Par quatre arrêts du 31 mai 2011, la chambre criminelle de la Cour de cassation a cassé et annulé des arrê

La Cour de cassation annule les gardes à vue sans avocat et antérieures au 15 avril 2011

Le 15 avril 2011, la loi réformant la garde à vue a été publiée au Journal officiel. Son entrée en vigueur est prévue ce jour, le 1er juin 2011.

Parallèlement, coïncidence des dates, l’assemblée plénière de la Cour de cassation s'est prononcée le 15 avril 2011 sur l’application immédiate de la réforme au lieu du délai prévu par le texte de loi.

La cour de cassation a en effet jugé que :

« Les États adhérents à la Convention de sauvegarde des droits de l’homme et des libertés fondamentales sont tenus de respecter les décisions de la Cour européenne des droits de l’homme, sans attendre d’être attaquées devant elles ni d’avoir modifié leur législation ».

Ainsi, en application de l’article 6§1 de la Convention européenne des droits de l’homme, toute personne placée en garde à vue pourra désormais bénéficier de l’assistance d’un avocat dès le début de la mesure et pendant ses interrogatoires.

La loi relative à la garde à vue était devenue obligatoire après la décision du Conseil constitutionnel du 30 juillet 2010 qui invalidait le régime de garde à vue, au motif notamment qu’il ne garantissait pas suffisamment les droits de la défense.

Les nouvelles dispositions de la loi constituent une révolution de la procédure pénale en ce qu’elles :

- Limitent l’usage de la garde à vue aux délits passibles de prison ;

- Permettent la prolongation de la garde à vue uniquement pour les délits punis d’au moins un an d’emprisonnement ;

- Autorisent la présence de l’avocat pendant toute la durée de la garde à vue de droit commun, au lieu de 30 minutes auparavant et lui permet d’assister à toutes les auditions de la personne dès le début de la mesure de garde à vue ;

- Permettent d’avoir accès aux procès-verbaux d’audition de son client ;

- Contraignent le procureur de la République à ne pas pouvoir différer l’exercice de ces deux nouveaux droits pendant une durée maximale de douze heures, en raison de circonstances particulières faisant apparaître la nécessité, en urgence, de rassembler ou de conserver les preuves ou de prévenir une atteinte imminente aux personnes ;

- Consacrent le droit de garder le silence par les personnes gardées à vue ;

- Limitent la pratique des « fouilles au corps » ;

- Suppriment la procédure d’audition libre prévue pour les infractions mineures ;

- Empêchent toute condamnation sur la seule base de déclarations faites hors de la présence d’un avocat.

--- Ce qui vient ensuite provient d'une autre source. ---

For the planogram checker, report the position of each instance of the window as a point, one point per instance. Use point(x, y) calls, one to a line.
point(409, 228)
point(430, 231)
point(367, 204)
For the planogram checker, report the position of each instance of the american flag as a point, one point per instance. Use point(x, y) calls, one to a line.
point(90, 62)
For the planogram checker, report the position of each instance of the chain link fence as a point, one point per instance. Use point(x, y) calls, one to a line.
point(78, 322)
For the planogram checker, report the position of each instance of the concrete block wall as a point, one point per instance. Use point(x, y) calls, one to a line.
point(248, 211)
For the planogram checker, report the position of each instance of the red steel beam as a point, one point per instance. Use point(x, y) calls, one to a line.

Surtout, aux termes des arrêts du 31 mai 2011, la cour de cassation a jugé quatre affaires concernant des personnes qui se sont pourvues devant la Haute Cour eu égard aux vices de procédures inhérentes aux gardes à vue réalisées hors la présence d’un avocat, dès le début de la mesure de garde à vue, sur le fondement notamment des articles 6 § 1, 6 § 3 et 13 de la Convention européenne des droits de l’homme, les articles préliminaire, 62, 63, 63-1, 63-4, 77, 706-73 et 706-88 du code de procédure pénale.

En effet, de nombreuses dispositions législatives dans le code de procédure pénale et supra-législatives dans la Convention européenne des droits de l’homme s’appliquent à la garde à vue et au droit spécifique de bénéficier de l’assistance d’un avocat.

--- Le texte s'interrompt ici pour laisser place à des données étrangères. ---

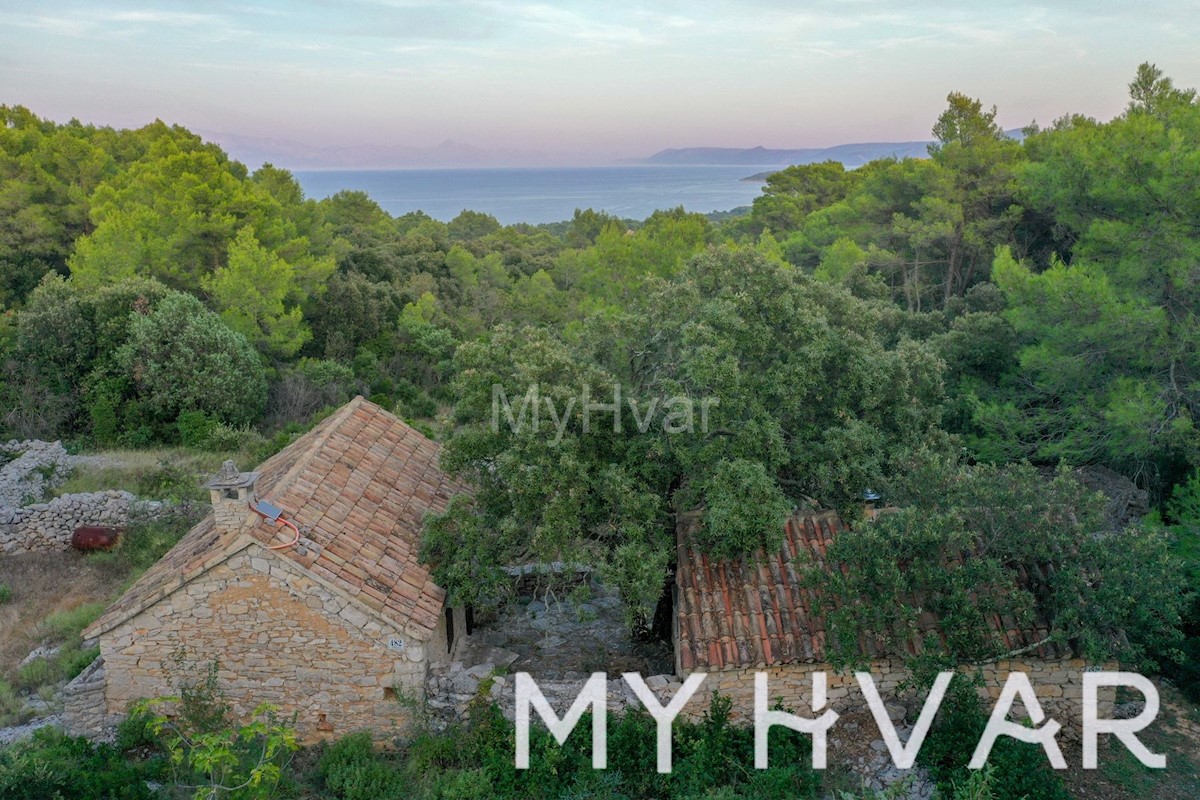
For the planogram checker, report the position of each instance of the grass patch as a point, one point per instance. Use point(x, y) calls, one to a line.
point(12, 708)
point(145, 541)
point(69, 624)
point(157, 474)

A titre d’exemple et pour mémoire, l’article 6 § 1 de la Convention européenne des droits de l’homme dispose que :

« Toute personne a droit à ce que sa cause soit entendue équitablement , publiquement et dans un délai raisonnable, par un tribunal indépendant et impartial , établi par la loi , qui décidera, soit des contestations sur ses droits et obligations de caractère civil, soit du bien-fondé de toute accusation en matière pénale dirigée contre elle. Le jugement doit être rendu publiquement, mais l’accès de la salle d’audience peut être interdit à la presse et au public pendant la totalité ou une partie du procès dans l’intérêt de la moralité, de l’ordre public ou de la sécurité nationale dans une société démocratique, lorsque les intérêts des mineurs ou la protection de la vie privée des parties au procès l’exigent, ou dans la mesure jugée strictement nécessaire par le tribunal, lorsque dans des circonstances spéciales la publicité serait de nature à porter atteinte aux intérêts de la justice. »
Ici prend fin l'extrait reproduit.